It’s almost the holiday season once again, which means that in a few short weeks many of us will be
revisiting Pottersville, the what-if town that will come to pass if George Bailey decides to end his
heroic existence in It’s a Wonderful Life. Filled with seedy bars, loose morals, and jazz, Pottersville
was supposed to be a dark warning to George, but let’s be honest: it also looked a heck of a lot more
interesting than Bailey’s plain off-white Bedford Falls.
We may not be quite into Capra season yet, but this month, another sort-of Pottersville comes to area screens. And like with Capra’s holiday chestunt, this one reminds us that sometimes it’s the villains
who give the story its sharpest spice.
Fantastic Beasts: The Crimes of Grindelwald is the sequel to Fantastic Beasts and Where to Find Them,
director David Yates’ 2016 fantasy film based on an earlier novel by Harry Potter author J. K. Rowling.
The second of five planned films in the Beasts series, this one picks up not long after the end of the first
story, which concluded with the capture of Gellert Grindelwald (Johnny Depp), a powerful wizard with
some dark ideas.
In the new film, Grindelwald has escaped the custody of MACUSA (Magical Congress of the United
States of America; one of the big changes from the Potter series was seeing the first story set in a
storybook New York of the 1920s), and has begun to gather his acolytes to pursue a dark goal: he wants
to see pure-blood wizards ruling over the rest of the world.

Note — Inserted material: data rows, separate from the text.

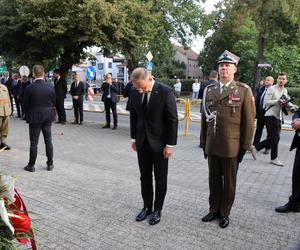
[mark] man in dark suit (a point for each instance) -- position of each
(153, 127)
(77, 93)
(293, 204)
(110, 98)
(39, 105)
(60, 86)
(260, 113)
(8, 82)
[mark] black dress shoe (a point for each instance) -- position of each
(155, 217)
(288, 208)
(50, 167)
(143, 214)
(224, 221)
(210, 217)
(4, 146)
(29, 168)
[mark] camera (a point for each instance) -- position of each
(286, 104)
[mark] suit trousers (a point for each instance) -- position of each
(273, 125)
(149, 160)
(34, 134)
(60, 109)
(78, 110)
(110, 105)
(4, 127)
(222, 183)
(295, 197)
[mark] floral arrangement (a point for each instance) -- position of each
(15, 223)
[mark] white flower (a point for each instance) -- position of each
(8, 183)
(4, 216)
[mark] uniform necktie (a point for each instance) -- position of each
(145, 102)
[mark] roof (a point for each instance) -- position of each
(188, 52)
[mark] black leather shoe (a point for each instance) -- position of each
(143, 214)
(4, 146)
(155, 217)
(50, 167)
(210, 217)
(224, 221)
(29, 168)
(288, 208)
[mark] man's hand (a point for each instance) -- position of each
(167, 152)
(241, 155)
(296, 124)
(133, 146)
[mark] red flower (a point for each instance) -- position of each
(21, 225)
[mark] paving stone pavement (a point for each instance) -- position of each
(91, 198)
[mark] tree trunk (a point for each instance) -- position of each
(259, 59)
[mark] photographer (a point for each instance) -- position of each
(273, 104)
(294, 201)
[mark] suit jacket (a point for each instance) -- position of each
(203, 86)
(160, 123)
(235, 120)
(5, 105)
(39, 102)
(78, 91)
(296, 139)
(259, 93)
(61, 88)
(112, 89)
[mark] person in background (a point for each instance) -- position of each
(110, 98)
(195, 88)
(177, 88)
(77, 92)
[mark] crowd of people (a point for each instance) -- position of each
(228, 115)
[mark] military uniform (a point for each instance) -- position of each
(5, 112)
(224, 137)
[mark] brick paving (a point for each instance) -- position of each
(91, 198)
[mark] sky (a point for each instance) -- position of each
(198, 44)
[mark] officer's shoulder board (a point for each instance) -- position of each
(244, 85)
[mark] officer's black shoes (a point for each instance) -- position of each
(224, 221)
(29, 168)
(289, 207)
(4, 146)
(50, 167)
(155, 217)
(143, 214)
(210, 217)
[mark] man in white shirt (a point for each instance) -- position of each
(195, 88)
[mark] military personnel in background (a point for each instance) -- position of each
(226, 134)
(5, 112)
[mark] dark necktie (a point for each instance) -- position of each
(145, 102)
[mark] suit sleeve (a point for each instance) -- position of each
(248, 114)
(133, 118)
(171, 119)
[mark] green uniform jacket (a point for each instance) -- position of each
(5, 106)
(234, 126)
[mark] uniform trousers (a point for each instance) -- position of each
(4, 127)
(295, 197)
(149, 160)
(273, 125)
(222, 183)
(34, 134)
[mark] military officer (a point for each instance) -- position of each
(226, 134)
(5, 112)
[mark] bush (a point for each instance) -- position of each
(186, 84)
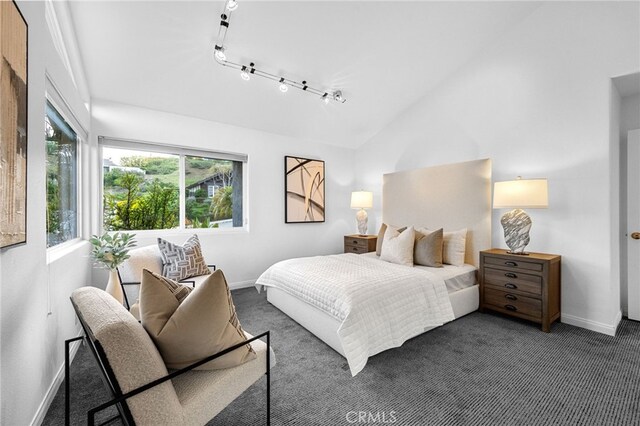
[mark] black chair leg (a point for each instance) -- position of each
(268, 379)
(67, 343)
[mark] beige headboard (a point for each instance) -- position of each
(450, 196)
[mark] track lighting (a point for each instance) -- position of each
(247, 72)
(283, 86)
(219, 52)
(244, 74)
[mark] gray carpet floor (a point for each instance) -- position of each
(483, 369)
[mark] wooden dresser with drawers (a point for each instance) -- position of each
(523, 286)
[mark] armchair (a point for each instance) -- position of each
(134, 373)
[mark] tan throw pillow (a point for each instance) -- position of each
(427, 250)
(398, 246)
(380, 239)
(180, 262)
(454, 247)
(188, 325)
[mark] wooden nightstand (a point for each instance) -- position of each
(526, 287)
(360, 243)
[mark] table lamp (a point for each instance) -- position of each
(517, 195)
(361, 200)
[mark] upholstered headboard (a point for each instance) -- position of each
(451, 196)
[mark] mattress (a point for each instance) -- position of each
(455, 277)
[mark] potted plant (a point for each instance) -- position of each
(109, 251)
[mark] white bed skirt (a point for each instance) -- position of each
(325, 327)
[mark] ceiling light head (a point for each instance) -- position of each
(219, 53)
(244, 74)
(283, 85)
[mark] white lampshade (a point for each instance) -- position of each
(361, 200)
(521, 194)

While the “wizards above all” goals might
bear some similarity to the infamous Voldemort of the Potter series, Depp’s villain is decidedly more
fashion-conscious. Voldemort’s absent nose left him looking a bit like a creepy turkey neck with eyes,
but Grindelwald sports a stylishly mussed blond hairdo and well tailored outfits instead of wizard’s
Returning as hero Newt Scamander is Eddie Redmayne, who gets some help this time around from
another character familiar to Potter fans: Albus Dumbledore. The Hogwarts headmaster, played so well
by Michael Gambon in the earlier series, is portrayed here as a younger man by Jude Law. The
architects of the Potter universe have to walk a fine line with character crossover as these films move
forward, and as their stories get closer in time to those already told. More than most, Potter fans are
attached to their universe, and invested in the actors that have helped make it real. If a note or two
doesn’t ring true, the whole song might suffer.
But the future, as George Bailey discovered, is up to us to make. For now, it’s excitement enough to have a new story set in Rowling’s richly imagined world. And like Bailey, I think we can all be
forgiven for wanting to escape the real world for a little bit.
Fantastic Beasts: The Crimes of Grindelwald, opens November 16 in wide release.